The measured \(\sigma ({\hbox {W}}^{+}+\bar{\text {c}})/\sigma ({\hbox {W}}^{-}+{\textrm{c}})\) cross section ratio is:

$$\begin{aligned} \frac{\sigma ({\textrm{pp}} \rightarrow {\textrm{W}}^{+}+\bar{\textrm{c}})}{\sigma ({\textrm{pp}} \rightarrow {\textrm{W}}^{-}+\textrm{c})} = 0.950 \pm 0.005\,\text {(stat)} \pm 0.010 \,\text {(syst)}. \end{aligned}$$

The measurements are compared with theoretical predictions. The particle level measurements are compared with the predictions of the MadGraph5_amc@nlo MC generator. The parton level cross section measurements are compared with NLO QCD calculations from the \(\textsc {mcfm} \) program using different PDF sets and with recently available NNLO QCD calculations including NLO EW corrections.

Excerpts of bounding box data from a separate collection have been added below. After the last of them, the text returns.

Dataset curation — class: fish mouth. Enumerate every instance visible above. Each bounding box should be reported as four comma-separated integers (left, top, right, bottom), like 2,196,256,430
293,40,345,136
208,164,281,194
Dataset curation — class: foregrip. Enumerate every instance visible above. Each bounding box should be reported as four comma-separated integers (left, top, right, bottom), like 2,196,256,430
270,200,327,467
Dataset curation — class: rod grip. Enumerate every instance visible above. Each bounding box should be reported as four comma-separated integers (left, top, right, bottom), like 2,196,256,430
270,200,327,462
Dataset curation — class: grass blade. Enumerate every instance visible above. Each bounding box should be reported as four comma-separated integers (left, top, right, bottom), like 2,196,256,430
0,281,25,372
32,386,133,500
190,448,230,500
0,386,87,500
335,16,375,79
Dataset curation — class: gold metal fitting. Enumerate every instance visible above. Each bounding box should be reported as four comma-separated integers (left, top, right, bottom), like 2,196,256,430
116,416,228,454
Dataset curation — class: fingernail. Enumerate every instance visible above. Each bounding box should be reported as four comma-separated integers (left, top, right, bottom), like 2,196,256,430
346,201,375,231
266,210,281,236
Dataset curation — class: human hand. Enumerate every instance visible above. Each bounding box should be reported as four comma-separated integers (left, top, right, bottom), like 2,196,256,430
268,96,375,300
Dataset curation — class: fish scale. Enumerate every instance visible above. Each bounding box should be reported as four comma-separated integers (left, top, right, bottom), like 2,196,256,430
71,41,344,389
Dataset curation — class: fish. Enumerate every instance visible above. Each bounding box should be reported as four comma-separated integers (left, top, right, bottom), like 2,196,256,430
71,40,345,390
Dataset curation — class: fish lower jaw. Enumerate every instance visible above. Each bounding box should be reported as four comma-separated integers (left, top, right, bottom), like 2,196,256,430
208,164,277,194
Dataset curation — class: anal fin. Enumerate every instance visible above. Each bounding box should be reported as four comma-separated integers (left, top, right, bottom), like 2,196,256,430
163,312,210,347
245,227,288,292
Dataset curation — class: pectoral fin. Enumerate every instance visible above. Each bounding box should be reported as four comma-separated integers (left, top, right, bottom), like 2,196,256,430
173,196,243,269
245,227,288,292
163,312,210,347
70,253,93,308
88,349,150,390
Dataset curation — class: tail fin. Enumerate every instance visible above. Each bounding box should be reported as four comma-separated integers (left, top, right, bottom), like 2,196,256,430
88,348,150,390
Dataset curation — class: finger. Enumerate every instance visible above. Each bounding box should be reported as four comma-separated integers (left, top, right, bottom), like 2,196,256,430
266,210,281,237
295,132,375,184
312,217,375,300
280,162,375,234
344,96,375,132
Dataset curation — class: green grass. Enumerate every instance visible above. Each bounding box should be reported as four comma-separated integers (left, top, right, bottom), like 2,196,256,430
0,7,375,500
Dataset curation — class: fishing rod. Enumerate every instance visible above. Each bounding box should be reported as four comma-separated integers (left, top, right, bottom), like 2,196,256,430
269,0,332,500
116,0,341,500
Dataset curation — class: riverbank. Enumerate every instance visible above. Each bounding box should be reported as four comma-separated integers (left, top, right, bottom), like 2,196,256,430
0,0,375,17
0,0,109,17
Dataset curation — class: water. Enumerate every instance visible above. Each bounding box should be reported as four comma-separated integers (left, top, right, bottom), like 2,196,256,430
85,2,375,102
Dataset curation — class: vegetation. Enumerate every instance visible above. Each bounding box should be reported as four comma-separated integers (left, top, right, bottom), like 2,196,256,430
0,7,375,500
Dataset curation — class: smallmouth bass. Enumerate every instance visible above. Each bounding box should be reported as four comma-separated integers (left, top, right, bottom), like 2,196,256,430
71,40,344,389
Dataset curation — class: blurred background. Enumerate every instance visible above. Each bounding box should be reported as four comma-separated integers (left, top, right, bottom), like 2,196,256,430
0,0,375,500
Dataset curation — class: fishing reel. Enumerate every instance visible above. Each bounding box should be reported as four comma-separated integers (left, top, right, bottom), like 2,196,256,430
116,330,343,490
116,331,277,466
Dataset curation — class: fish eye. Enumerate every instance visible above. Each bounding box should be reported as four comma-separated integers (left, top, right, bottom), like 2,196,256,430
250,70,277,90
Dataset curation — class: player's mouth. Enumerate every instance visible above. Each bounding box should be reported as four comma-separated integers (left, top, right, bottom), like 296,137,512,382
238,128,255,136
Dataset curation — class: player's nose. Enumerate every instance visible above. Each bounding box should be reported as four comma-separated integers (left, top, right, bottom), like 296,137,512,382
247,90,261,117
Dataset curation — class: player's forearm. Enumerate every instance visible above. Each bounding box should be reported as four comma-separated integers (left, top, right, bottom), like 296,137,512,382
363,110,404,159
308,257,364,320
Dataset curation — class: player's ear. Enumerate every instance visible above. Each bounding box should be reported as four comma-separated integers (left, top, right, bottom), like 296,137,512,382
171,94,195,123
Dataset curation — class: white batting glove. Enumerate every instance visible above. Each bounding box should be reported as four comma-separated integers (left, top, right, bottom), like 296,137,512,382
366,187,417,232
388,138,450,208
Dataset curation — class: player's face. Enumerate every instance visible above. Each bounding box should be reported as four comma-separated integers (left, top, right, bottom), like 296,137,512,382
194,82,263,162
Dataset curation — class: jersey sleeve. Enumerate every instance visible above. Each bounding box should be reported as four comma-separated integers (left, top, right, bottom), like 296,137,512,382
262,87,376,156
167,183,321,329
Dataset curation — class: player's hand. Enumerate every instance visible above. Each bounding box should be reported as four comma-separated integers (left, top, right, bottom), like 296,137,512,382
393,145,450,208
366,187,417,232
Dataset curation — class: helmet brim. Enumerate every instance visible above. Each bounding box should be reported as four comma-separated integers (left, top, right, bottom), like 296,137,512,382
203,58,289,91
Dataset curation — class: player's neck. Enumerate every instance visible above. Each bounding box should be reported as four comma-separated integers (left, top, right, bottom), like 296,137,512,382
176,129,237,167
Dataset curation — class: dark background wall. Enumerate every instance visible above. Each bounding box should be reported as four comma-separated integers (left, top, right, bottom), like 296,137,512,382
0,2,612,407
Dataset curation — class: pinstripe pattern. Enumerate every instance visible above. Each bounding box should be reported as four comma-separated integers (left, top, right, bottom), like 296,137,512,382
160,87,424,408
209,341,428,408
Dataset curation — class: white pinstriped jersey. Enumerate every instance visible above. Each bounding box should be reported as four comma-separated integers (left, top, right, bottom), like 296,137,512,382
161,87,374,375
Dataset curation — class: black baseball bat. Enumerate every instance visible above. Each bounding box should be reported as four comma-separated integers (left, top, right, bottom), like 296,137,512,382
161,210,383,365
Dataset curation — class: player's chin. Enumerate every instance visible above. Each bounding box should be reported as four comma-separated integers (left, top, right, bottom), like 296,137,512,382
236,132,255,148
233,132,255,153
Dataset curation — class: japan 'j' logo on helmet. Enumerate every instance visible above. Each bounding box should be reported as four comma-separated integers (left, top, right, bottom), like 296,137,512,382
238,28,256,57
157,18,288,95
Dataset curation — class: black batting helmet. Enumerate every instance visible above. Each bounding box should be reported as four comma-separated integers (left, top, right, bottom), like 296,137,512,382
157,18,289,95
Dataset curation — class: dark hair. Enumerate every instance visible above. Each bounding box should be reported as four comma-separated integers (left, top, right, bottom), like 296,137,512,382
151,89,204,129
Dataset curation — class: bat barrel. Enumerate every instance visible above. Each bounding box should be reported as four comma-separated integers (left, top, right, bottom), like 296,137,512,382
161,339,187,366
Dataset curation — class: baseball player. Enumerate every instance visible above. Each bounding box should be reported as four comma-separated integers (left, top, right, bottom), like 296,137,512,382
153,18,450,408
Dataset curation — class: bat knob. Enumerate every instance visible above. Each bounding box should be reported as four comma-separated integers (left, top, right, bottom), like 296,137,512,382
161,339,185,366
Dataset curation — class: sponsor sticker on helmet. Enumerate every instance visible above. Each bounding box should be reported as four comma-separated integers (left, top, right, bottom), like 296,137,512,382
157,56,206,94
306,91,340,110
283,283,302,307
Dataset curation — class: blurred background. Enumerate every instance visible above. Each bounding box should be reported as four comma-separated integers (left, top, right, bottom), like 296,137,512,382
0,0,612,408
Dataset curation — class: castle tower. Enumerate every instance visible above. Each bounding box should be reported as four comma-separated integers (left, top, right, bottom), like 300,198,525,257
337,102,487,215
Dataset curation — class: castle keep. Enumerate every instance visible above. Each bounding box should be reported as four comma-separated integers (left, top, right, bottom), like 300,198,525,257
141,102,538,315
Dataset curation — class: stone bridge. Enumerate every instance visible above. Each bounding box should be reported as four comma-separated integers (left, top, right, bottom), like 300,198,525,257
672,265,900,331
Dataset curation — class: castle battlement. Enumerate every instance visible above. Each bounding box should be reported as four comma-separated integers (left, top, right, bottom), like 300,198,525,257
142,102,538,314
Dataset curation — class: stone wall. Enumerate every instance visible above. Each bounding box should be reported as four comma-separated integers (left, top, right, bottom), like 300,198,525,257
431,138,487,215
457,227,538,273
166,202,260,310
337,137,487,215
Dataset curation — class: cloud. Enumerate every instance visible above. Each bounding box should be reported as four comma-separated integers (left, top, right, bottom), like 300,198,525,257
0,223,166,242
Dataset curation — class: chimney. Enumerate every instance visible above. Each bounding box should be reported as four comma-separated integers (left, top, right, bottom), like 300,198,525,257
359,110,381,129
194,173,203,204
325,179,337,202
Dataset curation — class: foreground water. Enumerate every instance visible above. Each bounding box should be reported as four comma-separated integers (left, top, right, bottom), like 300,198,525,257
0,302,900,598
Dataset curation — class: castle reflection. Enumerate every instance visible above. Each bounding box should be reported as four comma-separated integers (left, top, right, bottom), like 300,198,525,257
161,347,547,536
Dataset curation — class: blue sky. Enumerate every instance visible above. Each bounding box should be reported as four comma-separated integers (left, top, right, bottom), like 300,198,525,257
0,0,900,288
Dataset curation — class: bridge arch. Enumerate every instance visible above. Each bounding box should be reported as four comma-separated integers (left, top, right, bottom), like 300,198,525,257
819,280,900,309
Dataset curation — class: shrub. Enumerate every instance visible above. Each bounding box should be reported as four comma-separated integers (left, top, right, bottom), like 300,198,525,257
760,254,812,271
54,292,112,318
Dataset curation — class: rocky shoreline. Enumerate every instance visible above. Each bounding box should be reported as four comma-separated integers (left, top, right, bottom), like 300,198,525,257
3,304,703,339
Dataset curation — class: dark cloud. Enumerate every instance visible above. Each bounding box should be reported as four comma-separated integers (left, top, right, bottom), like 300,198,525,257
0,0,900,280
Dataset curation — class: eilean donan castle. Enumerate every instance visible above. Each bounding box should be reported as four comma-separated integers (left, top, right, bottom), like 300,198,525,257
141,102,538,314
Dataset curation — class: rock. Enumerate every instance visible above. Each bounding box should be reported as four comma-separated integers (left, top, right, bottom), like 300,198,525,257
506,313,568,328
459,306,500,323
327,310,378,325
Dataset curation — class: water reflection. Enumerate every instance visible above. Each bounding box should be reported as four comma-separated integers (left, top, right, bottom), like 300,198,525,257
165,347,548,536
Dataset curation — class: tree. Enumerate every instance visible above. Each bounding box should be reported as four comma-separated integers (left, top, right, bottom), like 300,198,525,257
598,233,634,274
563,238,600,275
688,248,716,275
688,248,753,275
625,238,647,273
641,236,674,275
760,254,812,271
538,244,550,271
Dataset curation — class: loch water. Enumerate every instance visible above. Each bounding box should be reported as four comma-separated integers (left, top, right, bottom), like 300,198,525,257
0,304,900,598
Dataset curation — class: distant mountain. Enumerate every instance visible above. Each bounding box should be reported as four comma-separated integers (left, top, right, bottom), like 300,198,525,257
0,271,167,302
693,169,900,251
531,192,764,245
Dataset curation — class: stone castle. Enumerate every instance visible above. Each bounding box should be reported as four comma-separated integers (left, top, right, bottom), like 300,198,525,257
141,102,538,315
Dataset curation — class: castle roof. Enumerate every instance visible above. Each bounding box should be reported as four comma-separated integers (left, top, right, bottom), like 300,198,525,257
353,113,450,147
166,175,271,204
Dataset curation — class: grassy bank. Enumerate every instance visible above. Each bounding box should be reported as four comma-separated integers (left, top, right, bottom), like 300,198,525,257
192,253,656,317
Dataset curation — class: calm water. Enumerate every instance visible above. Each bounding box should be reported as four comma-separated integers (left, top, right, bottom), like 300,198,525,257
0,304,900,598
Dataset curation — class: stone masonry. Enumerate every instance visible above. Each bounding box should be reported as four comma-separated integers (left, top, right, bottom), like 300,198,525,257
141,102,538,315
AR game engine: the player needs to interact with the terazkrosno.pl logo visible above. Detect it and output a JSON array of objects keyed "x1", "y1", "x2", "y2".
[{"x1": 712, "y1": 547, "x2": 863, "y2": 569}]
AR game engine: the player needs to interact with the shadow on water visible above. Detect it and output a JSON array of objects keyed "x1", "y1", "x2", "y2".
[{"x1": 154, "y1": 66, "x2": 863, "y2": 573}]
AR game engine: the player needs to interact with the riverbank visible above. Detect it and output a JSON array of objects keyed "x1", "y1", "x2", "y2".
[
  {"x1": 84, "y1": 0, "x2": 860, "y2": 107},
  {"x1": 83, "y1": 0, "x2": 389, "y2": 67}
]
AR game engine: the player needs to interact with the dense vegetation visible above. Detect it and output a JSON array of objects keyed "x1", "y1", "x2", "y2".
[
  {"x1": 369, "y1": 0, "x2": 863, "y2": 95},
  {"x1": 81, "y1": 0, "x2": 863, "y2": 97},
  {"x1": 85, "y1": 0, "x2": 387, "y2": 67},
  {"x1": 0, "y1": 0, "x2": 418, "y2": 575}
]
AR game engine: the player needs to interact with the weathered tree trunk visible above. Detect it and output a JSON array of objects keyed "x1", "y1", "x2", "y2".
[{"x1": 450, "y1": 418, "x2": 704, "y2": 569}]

The predicted fiducial cross section and cross section ratio are consistent with the measurements within uncertainties. The NNLO QCD and NLO EW corrections improve the agreement between the predicted and measured cross sections. Despite the improvement in precision of the cross section ratio measurement compared with previous studies, discrimination between predictions using symmetric or asymmetric strange quark and antiquark PDFs would require a further reduction of experimental and theoretical uncertainties. The theoretical uncertainty is dominated by the PDF uncertainties. The inclusion of the cross section measurements in future PDF fits should improve the modeling of the strange parton distribution function of the proton.